Police at the hospital: Abortion battle heats up in Poland
仮訳します。

 ポーランドの与党「法と正義」(PiS)のヤロスワフ・カチンスキ党首は、選挙イベントで女性に囲まれるのが好きだ。しかし、そのようなジェスチャーは、彼の右派民族主義政党が実際にはポーランドの女性と戦争状態にあるという事実を裏切るものだ。


 ポーランド政府とカトリック教会との同盟関係はますます緊密化し、近年では中絶に関する法律が急進的に強化されている。2020年、ピース政権下の憲法裁判所は、合法的な中絶を可能にする条件として、深刻な胎児奇形のリスクを削除し、医師と女性の間に恐怖と不信の風土を作り出した。


 厳格な中絶禁止に関連する最新の事件が今週公になったが、それは4月下旬の出来事だった: クラクフに住むジョアンナという若いポーランド人女性が、妊娠によって健康を害することを恐れ、中絶薬を服用した。
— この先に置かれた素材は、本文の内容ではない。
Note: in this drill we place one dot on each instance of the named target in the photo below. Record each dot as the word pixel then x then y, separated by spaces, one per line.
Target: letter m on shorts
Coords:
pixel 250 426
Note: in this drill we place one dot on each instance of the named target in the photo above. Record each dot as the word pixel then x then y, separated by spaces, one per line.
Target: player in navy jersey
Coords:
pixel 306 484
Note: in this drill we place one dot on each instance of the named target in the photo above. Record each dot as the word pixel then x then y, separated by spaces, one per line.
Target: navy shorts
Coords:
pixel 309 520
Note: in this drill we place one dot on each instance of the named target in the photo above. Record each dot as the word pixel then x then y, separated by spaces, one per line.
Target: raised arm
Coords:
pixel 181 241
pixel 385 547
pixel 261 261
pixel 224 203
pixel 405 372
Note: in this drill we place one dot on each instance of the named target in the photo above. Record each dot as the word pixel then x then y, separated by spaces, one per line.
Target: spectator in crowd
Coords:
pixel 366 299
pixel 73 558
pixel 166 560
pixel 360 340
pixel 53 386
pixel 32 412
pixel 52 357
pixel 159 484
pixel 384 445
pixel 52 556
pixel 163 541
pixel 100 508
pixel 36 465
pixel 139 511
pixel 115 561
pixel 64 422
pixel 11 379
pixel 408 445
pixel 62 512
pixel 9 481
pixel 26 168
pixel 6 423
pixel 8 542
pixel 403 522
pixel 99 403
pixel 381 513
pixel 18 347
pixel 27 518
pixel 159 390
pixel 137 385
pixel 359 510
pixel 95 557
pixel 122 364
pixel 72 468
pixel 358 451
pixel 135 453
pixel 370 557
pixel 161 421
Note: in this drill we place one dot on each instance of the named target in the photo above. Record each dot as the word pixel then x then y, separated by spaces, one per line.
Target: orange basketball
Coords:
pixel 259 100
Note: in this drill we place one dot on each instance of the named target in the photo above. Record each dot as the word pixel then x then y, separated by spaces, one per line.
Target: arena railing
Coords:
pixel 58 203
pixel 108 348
数日後、彼女はしつこい不安について心理学者に相談した。心理学者は患者が自殺願望を持っているのではないかと心配し、救急隊に通報した。その直後、救急医療チームだけでなく、救急サービスから連絡を受けた警察のパトロール隊もジョアンナのアパートのドアに現れた。


病院での嫌がらせ
 しかし、本当のドラマは彼女が軍の病院に入院してから始まった。患者は自殺の意図を否定したが、警察官は彼女のノートパソコンを押収し、携帯電話を渡すよう要求した。医師たちの抗議にもかかわらず、彼らは彼女を取り囲んで監視し、医療を妨害した。


 患者が検査のために別の病院に移された後も、嫌がらせは続いた。呼ばれた2人の女性警察官は、患者に裸になり、しゃがんで咳をするよう求めた。「ジョアンナは7月20日、涙ながらに放送局TVNのインタビューに答えた。「とても屈辱的でした。無力感を覚えました」。


 州検察局は、刑法第152条第2項(妊婦の妊娠を手助けしたり説得したりした者は、3年以下の懲役に処せられる)を理由に、彼女の事件の捜査を開始した。


組織的な魔女狩り
 ジョアンナはTVNの取材に対し、「中絶薬は自分でネットで購入したもので、誰も手伝ってくれなかったことを何度も確認しています」と語った。ポーランドでは、個人的に中絶薬を購入して服用することは処罰の対象にはならない。中絶を幇助することだけが禁止されているのだ。


「それにもかかわらず、警察官は 犯罪について話し続けました。『中絶』という魔法の言葉が、熱狂的な警察官たちにこの大規模な作戦の実行を促したのです」と心理学者のマーヤ・ハーマンは言う。


 社会民主党新左翼党員で欧州連合EU)議員のロバート・ビエドロン氏は、女性に対する「組織的な魔女狩り」と「野蛮な中絶法」、さらに「ピース党に恩を着せたかった警察官」について語った。


警察司令官の発言
 この事件をめぐるメディアの騒ぎを受け、通常は寡黙なヤロスワフ・シムチク警察本部長が木曜日に発言した。「ジョアンナが陥った劇的な状況は警察の責任ではない。」


 彼女のノートパソコンと携帯電話を押収したのは、誰が中絶薬を売ったのかを特定し、それが健康に害を及ぼす可能性を排除するためであった。また、警官の前で患者に服を脱ぐように求めたのも、彼女が自害に使われる可能性のあるものを隠していないことを確認するためだったと説明した。


トゥスクが抗議デモ行進を呼びかける
 同国最大の野党、市民綱領(PO)の党首であるドナルド・トゥスクもまた、この議論に加わっている。「ジョアンナは屈辱を受けた。しかし、彼女だけの問題ではない」と述べた。


 2022年欧州議会の調査によると、2020年以降、ポーランドでは、医師が医学的に必要な中絶を、結果を恐れたり良心の呵責を理由に、中絶するのが遅くなりすぎたり、あるいはまったく行えなかったために、少なくとも6人の女性が亡くなっている。


 「PiSが支配するポーランドは、検察、警察、司祭が病院や産婦人科にやってきて、悲劇を招きかねない残酷な検査を行うだけの国ではない。それは、カチンスキと(法務大臣の)ジオブロが、私たちの、つまりあなた方の生活に残忍に介入しようとする食欲のことでもある」とトゥスクは述べた。


 彼は10月1日に「100万人のハートの行進」を行い、ポーランド人がもはやピウス政権を望んでいないことを示すよう呼びかけた。「善良な国民が多数派であることを誰も疑うべきではない」とトゥスクは語った。6月4日、ワルシャワで約50万人が政府の政策に反対するデモを行った。


 抑圧的な中絶規制への恐怖が高まりそうだ。極右政治同盟「自由と独立の同盟」は数カ月にわたって支持率を高めており、最新の世論調査では関係する民族主義グループの支持率は15%以上となっている。2019年、同盟のリーダーであるスラウォミール・メンツェンは、中絶を全面的に禁止し、患者と医師の両方に最高10年の実刑判決を科すことを要求した。


 政治オブザーバーは、10月に予定されている議会選挙の後、PiSがConfederationと連立を組む可能性を否定していない。